Le tribunal de commerce de Troyes, dans un jugement réputé contradictoire du 16 décembre 2025, a annulé un acte de résiliation de bail conclu pendant la période suspecte. Une société en liquidation judiciaire avait résilié son bail commercial le 31 août 2024, compensant les loyers dus par la cession de ses équipements. Le liquidateur a assigné le bailleur pour voir déclarer nul cet acte sur le fondement des articles L.632-1 et L.632-2 du code de commerce. La question de droit portait sur la validité d’un contrat commutatif et d’un acte à titre onéreux conclus après la date de cessation des paiements. Le tribunal a fait droit à la demande en nullité et a condamné le bailleur à restituer la valeur des biens.
La qualification de l’acte comme contrat commutatif déséquilibré justifie son annulation.
Le juge a estimé que l’acte de résiliation constituait un contrat commutatif dans lequel les obligations du débiteur excédaient notablement celles de l’autre partie. Il a relevé que la société débitrice avait cédé l’intégralité de ses biens mobiliers sans compensation équivalente, créant un déséquilibre manifeste. Le sens de cette analyse est de protéger l’égalité entre les créanciers en sanctionnant les avantages excessifs consentis à un cocontractant. La valeur de cette solution réside dans l’application rigoureuse de l’article L.632-1 du code de commerce. Sa portée est d’interdire toute transaction déséquilibrée conclue après la cessation des paiements.
La connaissance par le bailleur de l’état de cessation des paiements est établie par les motifs de l’acte.
Le tribunal a constaté que l’acte de résiliation précisait que la rupture intervenait “en raison des difficultés financières liées à une baisse d’activité qui rendent impossible le paiement des loyers dans les conditions prévues” (Motifs du jugement). Cette mention démontre que le bailleur avait une parfaite connaissance de l’insolvabilité de sa locataire. Le sens de cette condition est de vérifier la mauvaise foi du cocontractant. La valeur de cette preuve est déterminante car elle permet d’annuler l’acte sur le fondement de l’article L.632-2. La portée de cette décision est de rappeler que la connaissance des difficultés financières interdit de tirer profit de la période suspecte.
La restitution des biens est ordonnée mais limitée à leur valeur d’origine comptable.

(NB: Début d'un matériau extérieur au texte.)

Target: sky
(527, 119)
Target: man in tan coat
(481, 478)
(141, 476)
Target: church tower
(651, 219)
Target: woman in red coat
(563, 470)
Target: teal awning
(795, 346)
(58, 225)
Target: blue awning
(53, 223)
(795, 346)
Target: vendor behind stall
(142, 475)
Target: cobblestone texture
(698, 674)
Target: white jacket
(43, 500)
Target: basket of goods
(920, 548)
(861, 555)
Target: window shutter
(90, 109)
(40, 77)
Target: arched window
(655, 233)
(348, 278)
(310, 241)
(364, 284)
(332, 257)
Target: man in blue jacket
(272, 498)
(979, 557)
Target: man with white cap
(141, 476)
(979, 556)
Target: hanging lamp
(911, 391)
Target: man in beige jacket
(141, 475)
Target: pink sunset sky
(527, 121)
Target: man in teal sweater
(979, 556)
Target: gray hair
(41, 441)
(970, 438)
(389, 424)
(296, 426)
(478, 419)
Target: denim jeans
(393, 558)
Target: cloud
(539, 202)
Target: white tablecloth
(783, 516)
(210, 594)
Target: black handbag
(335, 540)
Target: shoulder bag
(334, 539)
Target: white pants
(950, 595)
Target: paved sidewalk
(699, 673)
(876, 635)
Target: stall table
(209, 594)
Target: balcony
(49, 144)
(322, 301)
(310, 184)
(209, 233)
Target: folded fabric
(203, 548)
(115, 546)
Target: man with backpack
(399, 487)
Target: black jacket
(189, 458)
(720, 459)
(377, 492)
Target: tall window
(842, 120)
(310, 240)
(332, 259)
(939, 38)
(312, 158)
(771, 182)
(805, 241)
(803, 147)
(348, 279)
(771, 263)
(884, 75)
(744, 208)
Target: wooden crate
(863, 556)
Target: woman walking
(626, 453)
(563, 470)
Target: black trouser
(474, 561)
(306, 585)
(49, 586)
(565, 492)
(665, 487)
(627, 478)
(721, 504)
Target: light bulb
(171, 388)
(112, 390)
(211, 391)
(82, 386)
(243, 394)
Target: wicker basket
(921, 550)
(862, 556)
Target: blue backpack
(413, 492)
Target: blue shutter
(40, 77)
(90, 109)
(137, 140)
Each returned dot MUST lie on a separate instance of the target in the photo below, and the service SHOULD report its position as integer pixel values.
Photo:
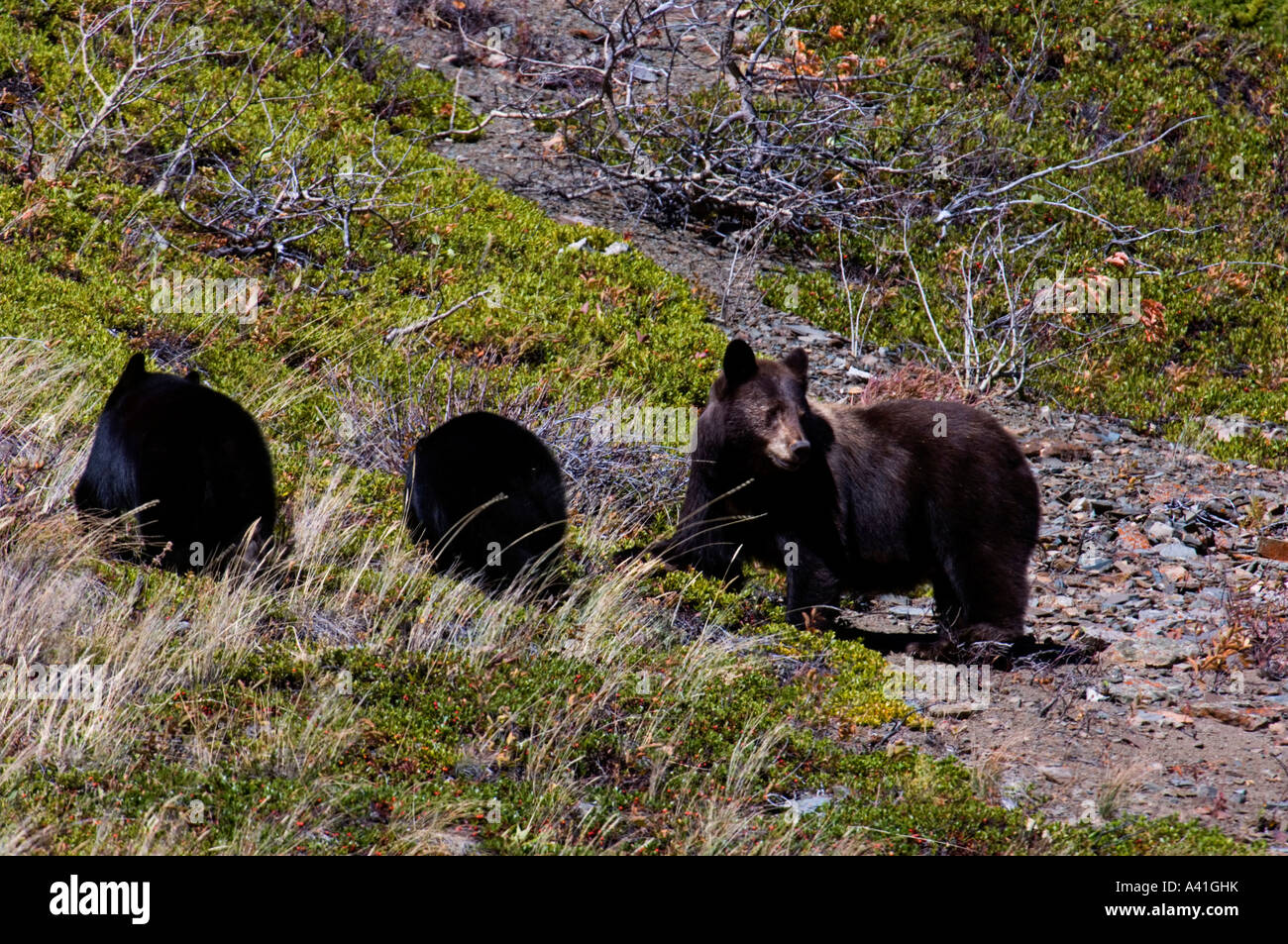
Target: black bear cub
(867, 500)
(193, 452)
(485, 494)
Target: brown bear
(868, 500)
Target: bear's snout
(790, 452)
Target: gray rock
(1176, 550)
(1154, 651)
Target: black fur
(867, 500)
(468, 463)
(194, 452)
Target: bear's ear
(136, 368)
(798, 362)
(739, 364)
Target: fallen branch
(434, 318)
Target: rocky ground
(1171, 563)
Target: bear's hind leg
(812, 588)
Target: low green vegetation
(347, 699)
(1201, 214)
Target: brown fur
(862, 498)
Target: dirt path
(1146, 548)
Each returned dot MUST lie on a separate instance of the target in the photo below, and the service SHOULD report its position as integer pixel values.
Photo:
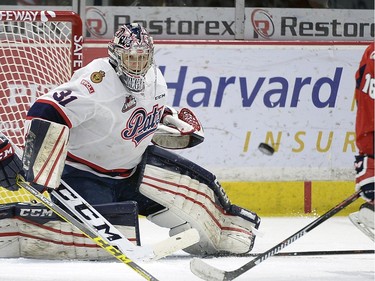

Le tribunal a condamné le bailleur à payer la somme de 84.665,80 euros, correspondant à la valeur d’origine des immobilisations et au dépôt de garantie. Il a refusé d’inclure les amortissements, jugeant que leur addition conduisait à une valeur surévaluée des biens. Le sens de cette limitation est d’éviter un enrichissement sans cause du liquidateur. La valeur de cette solution est de garantir une évaluation objective des actifs restitués. Sa portée est de préciser que l’annulation d’un acte ne doit pas aboutir à une indemnisation supérieure au préjudice réel subi par la masse des créanciers.